Other plaintiffs on the list—and reports have made it clear that it contains other US citizens—will face the same “state secrets” problem. You can’t challenge your presence on the secret government assassination list because the list is secret! This despite the fact that government officials leaked the existence of the list and the name of one of the targets to multiple national media outlets. As I’ve written before, the government can take your life, but it can never take your steel plants.

So what do civil libertarians do now? Press hard for the release of the Office of Legal Counsel opinions (assuming they exist) justifying the legal rationales for the Obama administration’s assassination program. And continue trying to get the government to explain what, exactly, it takes to get on or off the target list. That proved to be impossible inside the courtroom. It may prove just as difficult outside of it.

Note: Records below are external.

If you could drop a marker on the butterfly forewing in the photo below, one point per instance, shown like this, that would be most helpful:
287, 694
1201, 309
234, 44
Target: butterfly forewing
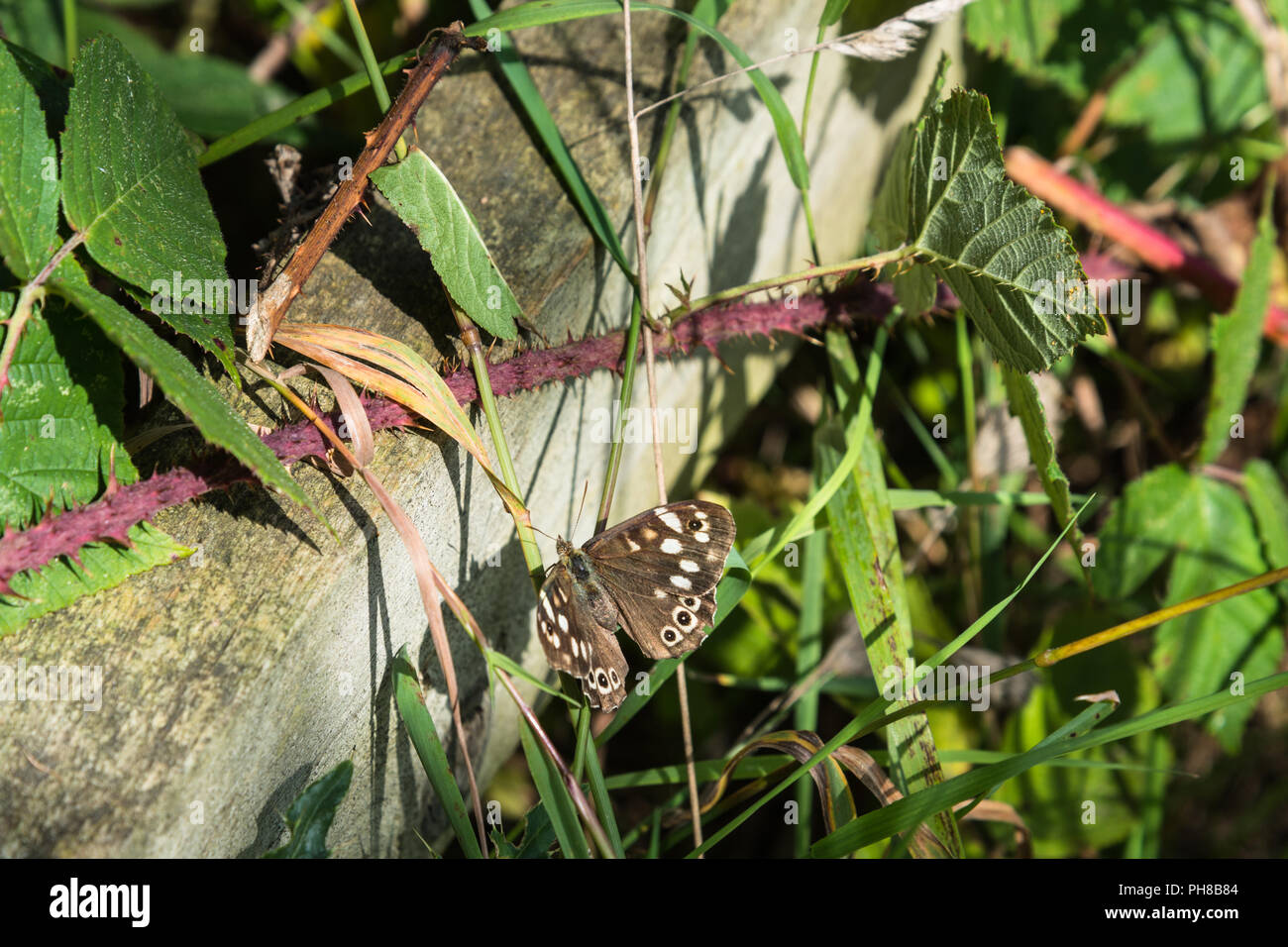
576, 644
661, 569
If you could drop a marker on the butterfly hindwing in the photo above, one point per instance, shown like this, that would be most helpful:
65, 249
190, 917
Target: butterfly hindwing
661, 569
575, 642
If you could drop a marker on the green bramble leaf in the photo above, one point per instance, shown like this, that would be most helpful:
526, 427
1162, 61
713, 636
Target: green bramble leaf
56, 425
130, 184
428, 204
29, 174
1000, 250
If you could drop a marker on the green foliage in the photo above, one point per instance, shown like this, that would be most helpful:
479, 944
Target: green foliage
312, 813
98, 566
29, 174
424, 736
1205, 526
1025, 405
59, 414
999, 249
429, 205
1236, 339
130, 184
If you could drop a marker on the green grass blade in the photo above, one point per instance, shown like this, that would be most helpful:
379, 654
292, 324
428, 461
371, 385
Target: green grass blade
912, 809
554, 795
424, 737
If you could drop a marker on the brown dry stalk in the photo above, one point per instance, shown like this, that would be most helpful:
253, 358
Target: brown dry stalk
266, 315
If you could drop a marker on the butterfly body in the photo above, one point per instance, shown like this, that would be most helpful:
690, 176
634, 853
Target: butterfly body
653, 574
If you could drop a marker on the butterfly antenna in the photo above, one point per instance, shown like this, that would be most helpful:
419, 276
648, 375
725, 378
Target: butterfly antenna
584, 489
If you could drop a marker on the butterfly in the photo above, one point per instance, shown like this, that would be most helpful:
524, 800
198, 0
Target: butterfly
655, 575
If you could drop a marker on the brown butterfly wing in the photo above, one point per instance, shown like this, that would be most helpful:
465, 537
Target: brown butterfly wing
576, 644
662, 567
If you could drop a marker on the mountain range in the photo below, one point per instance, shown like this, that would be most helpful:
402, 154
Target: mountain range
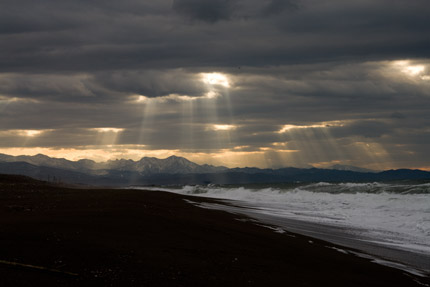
178, 170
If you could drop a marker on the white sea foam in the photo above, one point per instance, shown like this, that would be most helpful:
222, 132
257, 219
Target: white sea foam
396, 215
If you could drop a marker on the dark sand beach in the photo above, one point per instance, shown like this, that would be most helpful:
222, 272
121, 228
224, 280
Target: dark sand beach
59, 236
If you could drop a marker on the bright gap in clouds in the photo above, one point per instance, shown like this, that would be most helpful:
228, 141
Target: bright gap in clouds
215, 79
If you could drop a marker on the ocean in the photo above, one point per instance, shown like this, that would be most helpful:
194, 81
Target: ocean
389, 220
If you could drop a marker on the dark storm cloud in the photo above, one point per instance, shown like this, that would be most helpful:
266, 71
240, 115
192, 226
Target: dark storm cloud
99, 35
205, 10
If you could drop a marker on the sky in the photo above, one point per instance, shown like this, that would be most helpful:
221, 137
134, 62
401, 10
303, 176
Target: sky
266, 83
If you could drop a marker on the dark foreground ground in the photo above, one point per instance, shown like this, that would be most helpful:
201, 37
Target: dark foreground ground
57, 236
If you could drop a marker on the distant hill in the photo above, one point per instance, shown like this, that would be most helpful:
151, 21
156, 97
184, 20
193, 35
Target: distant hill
178, 170
351, 168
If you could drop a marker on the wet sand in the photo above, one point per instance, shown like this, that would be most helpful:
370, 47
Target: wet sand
58, 236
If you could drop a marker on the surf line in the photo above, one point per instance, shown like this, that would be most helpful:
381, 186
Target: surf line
29, 266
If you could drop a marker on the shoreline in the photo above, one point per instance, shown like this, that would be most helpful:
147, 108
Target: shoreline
402, 259
123, 237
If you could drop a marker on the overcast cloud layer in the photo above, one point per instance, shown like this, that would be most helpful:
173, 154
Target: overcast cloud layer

UPDATE: The ACLU has released a statement. Here’s an excerpt:

“If the court’s ruling is correct, the government has unreviewable authority to carry out the targeted killing of any American, anywhere, whom the president deems to be a threat to the nation,” said Jameel Jaffer, Deputy Legal Director of the ACLU. “It would be difficult to conceive of a proposition more inconsistent with the Constitution or more dangerous to American liberty. It’s worth remembering that the power that the court invests in the president today will be available not just in this case but in future cases, and not just to the current president but to every future president. It is a profound mistake to allow this unparalleled power to be exercised free from the checks and balances that apply in every other context. We continue to believe that the government’s power to use lethal force against American citizens should be subject to meaningful oversight by the courts.”